I should note, though, that it's quite possible that the K-3 II itself has already achieved the same improvements in firmware updates issued since its release, given that the improvements apparently don't involve hardware tweaks. If so, I wouldn't have expected to notice a difference. Either way, I think the Pentax KP does pretty well in this area.
The Pentax KP also shares its 86,000-pixel RGB metering sensor with the K-3 II, while the K-70 relies on a much coarser-grained 77-segment metering system. I found that exposures were metered pretty accurately most of the time, with perhaps a slightly greater tendency to overexpose than the K-3 II, but only by perhaps 1/3 to 2/3 EV. (And I was frequently shooting under late afternoon sunlight with a mixture of bright skies and partly-shaded subjects, conditions under which many cameras would've faced similar issues.)
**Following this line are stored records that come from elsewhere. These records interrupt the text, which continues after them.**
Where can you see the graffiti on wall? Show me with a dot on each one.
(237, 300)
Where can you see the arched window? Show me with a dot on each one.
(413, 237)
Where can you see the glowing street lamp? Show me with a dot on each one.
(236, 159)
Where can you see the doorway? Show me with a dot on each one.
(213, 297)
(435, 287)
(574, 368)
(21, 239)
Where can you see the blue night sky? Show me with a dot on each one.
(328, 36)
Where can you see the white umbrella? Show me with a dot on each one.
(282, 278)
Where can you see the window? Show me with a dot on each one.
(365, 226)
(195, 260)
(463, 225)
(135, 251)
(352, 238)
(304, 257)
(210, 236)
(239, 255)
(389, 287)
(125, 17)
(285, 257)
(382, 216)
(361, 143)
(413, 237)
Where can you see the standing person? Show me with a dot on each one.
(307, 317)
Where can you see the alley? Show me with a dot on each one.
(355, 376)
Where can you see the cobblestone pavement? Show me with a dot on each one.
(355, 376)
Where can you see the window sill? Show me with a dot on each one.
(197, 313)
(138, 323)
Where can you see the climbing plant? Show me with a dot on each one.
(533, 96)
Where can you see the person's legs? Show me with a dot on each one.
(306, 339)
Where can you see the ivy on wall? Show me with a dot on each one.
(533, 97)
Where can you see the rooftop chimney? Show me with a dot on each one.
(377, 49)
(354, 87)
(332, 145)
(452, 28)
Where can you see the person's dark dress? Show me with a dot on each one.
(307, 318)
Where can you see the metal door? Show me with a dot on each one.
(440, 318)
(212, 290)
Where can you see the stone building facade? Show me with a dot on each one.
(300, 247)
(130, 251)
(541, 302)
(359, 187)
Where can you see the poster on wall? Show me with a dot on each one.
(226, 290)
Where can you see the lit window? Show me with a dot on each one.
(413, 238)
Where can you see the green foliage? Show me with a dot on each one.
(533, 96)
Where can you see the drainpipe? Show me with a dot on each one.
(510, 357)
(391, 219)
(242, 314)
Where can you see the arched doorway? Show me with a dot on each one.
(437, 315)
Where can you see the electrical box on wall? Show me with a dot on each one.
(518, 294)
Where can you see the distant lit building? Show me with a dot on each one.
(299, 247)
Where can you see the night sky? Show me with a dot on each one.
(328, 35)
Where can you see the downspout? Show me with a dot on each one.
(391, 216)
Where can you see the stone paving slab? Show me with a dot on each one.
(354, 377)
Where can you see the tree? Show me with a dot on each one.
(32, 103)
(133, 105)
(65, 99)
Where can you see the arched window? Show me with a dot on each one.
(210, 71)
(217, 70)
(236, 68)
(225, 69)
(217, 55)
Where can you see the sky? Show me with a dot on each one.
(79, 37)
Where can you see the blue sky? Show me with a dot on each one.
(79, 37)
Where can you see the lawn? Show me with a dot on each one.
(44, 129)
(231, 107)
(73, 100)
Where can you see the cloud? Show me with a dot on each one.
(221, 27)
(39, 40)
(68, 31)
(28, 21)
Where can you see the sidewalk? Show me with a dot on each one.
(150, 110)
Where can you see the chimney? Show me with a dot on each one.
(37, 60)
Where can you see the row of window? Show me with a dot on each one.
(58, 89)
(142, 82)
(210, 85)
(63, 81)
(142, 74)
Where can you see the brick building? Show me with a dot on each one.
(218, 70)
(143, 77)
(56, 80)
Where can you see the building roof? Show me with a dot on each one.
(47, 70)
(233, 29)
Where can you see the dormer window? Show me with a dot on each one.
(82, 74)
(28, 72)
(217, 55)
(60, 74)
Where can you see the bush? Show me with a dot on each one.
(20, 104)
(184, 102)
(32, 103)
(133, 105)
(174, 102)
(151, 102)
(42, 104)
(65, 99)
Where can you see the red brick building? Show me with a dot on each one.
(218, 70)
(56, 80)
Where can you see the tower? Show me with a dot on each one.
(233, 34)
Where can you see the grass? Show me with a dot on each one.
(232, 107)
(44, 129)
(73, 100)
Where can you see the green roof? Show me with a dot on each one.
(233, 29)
In terms of performance, the Pentax KP sits nicely in between the K-3 II and K-70. Its burst capture rate tested at around 7.0-7.1 frames per second which is right on the money for Ricoh's claimed performance, just a tad slower than the K-3 II's 8.1-8.2 fps, but equally a tad ahead of the K-70's 6.1 fps. Depending upon the file format, though, buffer sizes were about 1/2 to 2/3 less than for the K-3 II, and the KP actually trailed the K-70 a little in JPEG mode as well. (Although in fairness, it was shooting more images than that camera in any given timeframe.)
If you're a sports shooter -- and especially if you shoot raw files -- I'd recommend looking to the K-3 II instead because of this. The limited buffer size is not ideal if you're needing to keep up with the action, or you're a fan of the spray-and-pray approach. But for most other purposes, or for lighter sports fare like the kids' football games or something along those lines, the KP should offer plenty of performance and seldom keep you waiting. Buffer clearing times are still a weak spot as is usually the case for Pentax DSLRs, but that's less of a concern since you can change settings and keep shooting without first having to wait for the buffer to clear entirely as in some cameras.
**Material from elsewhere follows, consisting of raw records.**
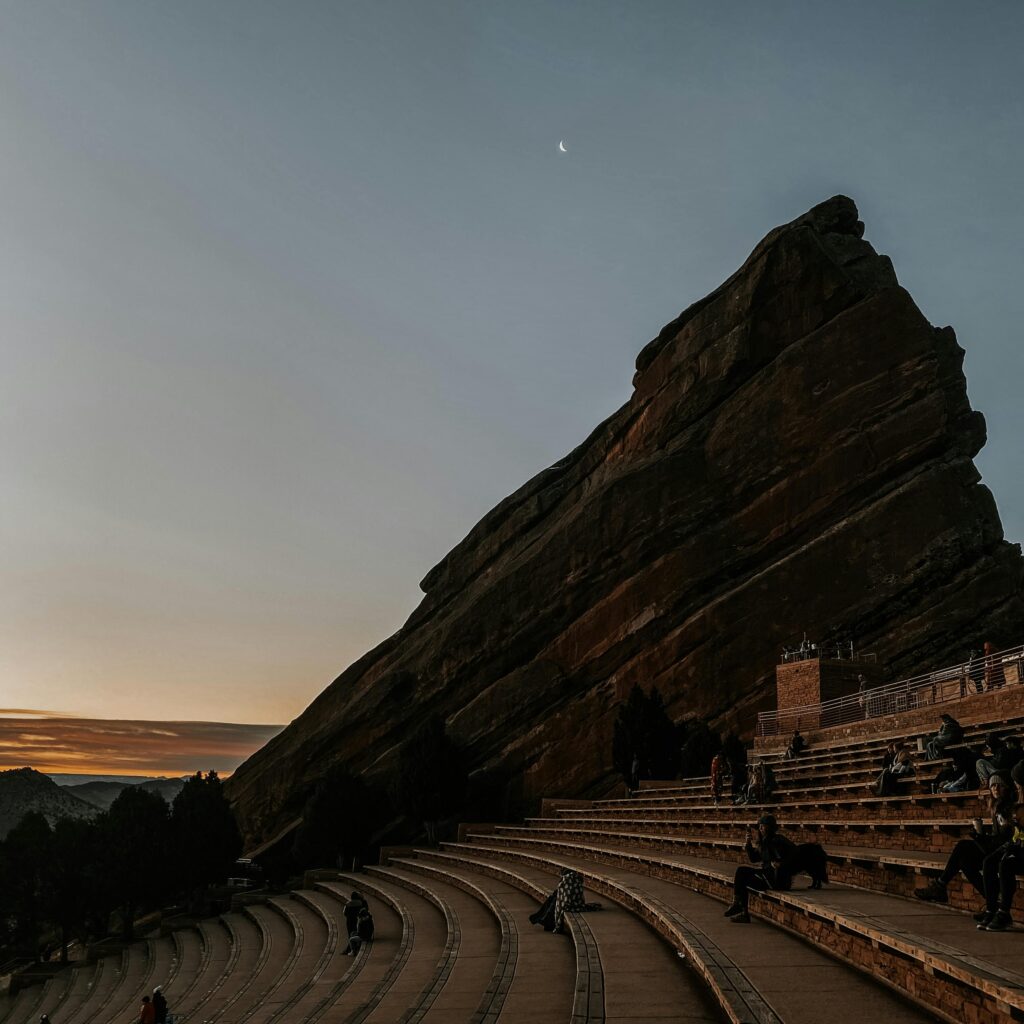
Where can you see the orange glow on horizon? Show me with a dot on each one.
(110, 747)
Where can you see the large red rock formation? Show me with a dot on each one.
(796, 456)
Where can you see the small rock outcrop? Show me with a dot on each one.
(24, 791)
(797, 456)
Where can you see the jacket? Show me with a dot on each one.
(776, 855)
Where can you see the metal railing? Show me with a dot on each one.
(986, 672)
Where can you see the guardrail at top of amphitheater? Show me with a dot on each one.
(986, 672)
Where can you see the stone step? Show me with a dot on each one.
(532, 979)
(27, 1005)
(187, 962)
(156, 965)
(631, 974)
(929, 836)
(196, 988)
(782, 979)
(275, 952)
(896, 941)
(974, 732)
(77, 990)
(468, 978)
(895, 872)
(918, 806)
(308, 954)
(328, 973)
(408, 933)
(238, 970)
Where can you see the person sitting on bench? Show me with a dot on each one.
(969, 854)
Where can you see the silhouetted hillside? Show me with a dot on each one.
(25, 790)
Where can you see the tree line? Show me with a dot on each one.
(646, 743)
(83, 880)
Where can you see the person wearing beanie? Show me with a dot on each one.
(969, 854)
(160, 1005)
(775, 856)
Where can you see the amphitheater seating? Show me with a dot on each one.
(454, 942)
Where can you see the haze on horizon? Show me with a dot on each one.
(293, 294)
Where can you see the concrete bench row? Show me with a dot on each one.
(865, 928)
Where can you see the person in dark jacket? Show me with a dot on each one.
(969, 854)
(962, 774)
(146, 1013)
(797, 745)
(775, 856)
(160, 1005)
(999, 872)
(1004, 757)
(363, 931)
(356, 902)
(950, 731)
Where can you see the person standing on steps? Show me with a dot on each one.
(356, 902)
(146, 1012)
(720, 770)
(950, 731)
(775, 856)
(364, 932)
(969, 854)
(160, 1005)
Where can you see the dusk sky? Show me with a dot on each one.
(292, 294)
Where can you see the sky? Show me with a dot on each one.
(76, 750)
(292, 294)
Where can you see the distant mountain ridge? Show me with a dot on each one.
(101, 794)
(25, 790)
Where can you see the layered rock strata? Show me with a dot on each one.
(796, 457)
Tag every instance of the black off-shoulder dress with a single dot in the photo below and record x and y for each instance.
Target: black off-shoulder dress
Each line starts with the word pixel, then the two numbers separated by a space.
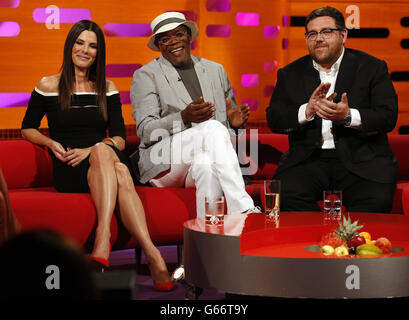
pixel 81 126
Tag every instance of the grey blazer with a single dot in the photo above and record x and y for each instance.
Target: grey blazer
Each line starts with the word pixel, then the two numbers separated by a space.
pixel 158 96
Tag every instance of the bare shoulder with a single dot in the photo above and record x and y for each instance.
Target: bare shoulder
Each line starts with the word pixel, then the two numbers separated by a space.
pixel 111 86
pixel 49 84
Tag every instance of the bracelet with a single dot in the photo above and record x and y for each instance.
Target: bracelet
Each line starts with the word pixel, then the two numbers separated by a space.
pixel 112 140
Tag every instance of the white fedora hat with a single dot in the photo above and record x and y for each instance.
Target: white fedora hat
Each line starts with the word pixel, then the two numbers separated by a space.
pixel 168 21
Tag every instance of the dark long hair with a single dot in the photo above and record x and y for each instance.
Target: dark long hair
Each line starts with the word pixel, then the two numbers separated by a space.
pixel 96 72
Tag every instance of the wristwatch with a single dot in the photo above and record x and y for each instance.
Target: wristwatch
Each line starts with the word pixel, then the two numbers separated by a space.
pixel 347 119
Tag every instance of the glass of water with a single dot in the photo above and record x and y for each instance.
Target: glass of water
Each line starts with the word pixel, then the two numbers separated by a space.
pixel 272 197
pixel 332 202
pixel 214 210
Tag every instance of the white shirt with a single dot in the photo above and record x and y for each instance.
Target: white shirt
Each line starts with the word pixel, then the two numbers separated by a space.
pixel 329 77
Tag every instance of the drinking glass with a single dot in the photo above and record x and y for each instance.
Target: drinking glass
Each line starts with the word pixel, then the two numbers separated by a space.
pixel 214 210
pixel 272 197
Thus far, my shooting with the Pentax KP has predominantly been in the daytime with good lighting, so my verdict on high sensitivity capture is still to come in my second Field Test. However, thus far I'm really liking what I'm seeing from the Pentax KP. With a sharp lens mounted on the camera, it delivers clean, attractive images with loads of detail, and if your subject is amenable to a multi-shot approach, its Pixel Shift Resolution function can deliver even more fine detail straight out of the camera.
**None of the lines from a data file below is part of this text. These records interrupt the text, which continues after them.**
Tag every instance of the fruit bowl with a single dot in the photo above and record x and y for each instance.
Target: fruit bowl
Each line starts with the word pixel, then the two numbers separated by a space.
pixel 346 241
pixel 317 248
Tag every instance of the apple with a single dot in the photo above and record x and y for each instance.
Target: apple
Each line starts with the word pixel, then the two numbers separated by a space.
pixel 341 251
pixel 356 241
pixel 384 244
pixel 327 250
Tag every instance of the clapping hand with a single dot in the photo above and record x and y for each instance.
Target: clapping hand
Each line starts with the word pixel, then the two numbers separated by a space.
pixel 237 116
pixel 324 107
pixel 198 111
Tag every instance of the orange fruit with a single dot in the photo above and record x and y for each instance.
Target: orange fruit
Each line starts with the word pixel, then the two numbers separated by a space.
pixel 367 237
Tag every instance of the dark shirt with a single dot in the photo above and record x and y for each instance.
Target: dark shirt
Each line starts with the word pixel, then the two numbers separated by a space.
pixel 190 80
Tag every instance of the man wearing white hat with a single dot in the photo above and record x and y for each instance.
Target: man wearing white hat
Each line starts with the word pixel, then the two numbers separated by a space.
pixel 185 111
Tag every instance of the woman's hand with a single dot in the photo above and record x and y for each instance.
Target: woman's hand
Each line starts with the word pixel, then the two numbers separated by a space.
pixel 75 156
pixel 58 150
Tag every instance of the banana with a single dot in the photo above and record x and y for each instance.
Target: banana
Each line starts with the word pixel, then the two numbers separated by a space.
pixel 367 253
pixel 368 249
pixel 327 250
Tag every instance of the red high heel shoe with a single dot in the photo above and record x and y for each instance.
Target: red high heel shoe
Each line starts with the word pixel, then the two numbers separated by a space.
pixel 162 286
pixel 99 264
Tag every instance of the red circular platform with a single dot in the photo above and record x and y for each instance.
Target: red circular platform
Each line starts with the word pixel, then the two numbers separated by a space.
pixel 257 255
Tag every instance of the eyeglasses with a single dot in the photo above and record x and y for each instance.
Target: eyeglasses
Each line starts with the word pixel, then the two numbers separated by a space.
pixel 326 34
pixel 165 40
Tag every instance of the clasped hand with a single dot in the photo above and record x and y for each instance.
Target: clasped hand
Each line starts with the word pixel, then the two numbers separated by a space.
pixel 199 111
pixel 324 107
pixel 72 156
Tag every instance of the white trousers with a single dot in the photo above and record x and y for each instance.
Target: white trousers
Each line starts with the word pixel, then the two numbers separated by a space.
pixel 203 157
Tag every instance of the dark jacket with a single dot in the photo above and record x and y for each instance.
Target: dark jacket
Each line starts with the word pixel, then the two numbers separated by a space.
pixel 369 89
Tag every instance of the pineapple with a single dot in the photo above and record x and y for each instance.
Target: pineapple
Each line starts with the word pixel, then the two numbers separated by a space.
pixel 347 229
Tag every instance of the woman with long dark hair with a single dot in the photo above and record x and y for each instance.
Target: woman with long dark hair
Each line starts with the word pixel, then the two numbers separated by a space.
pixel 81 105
Colors are pretty lifelike, too, if perhaps a little on the consumer-friendly (read: oversaturated) side by default. (Pro tip from a long-time Pentaxian: If you want more realistic color straight out of the camera, then try changing the custom image mode to "natural".) And I thought the white balance system did a great job almost all of the time, with no untoward color casts and keeping hold of just enough golden hour warmth without going overboard.
Of course, before I can render a final verdict, I'll want to do some high ISO / low light / long exposure shooting, something I've not yet finished with. You can expect to hear more on this front, as well as a look at the new electronic shutter function, bracketing functions and the Pentax KP's movie capture capabilities. Watch this space for my second field test, coming soon!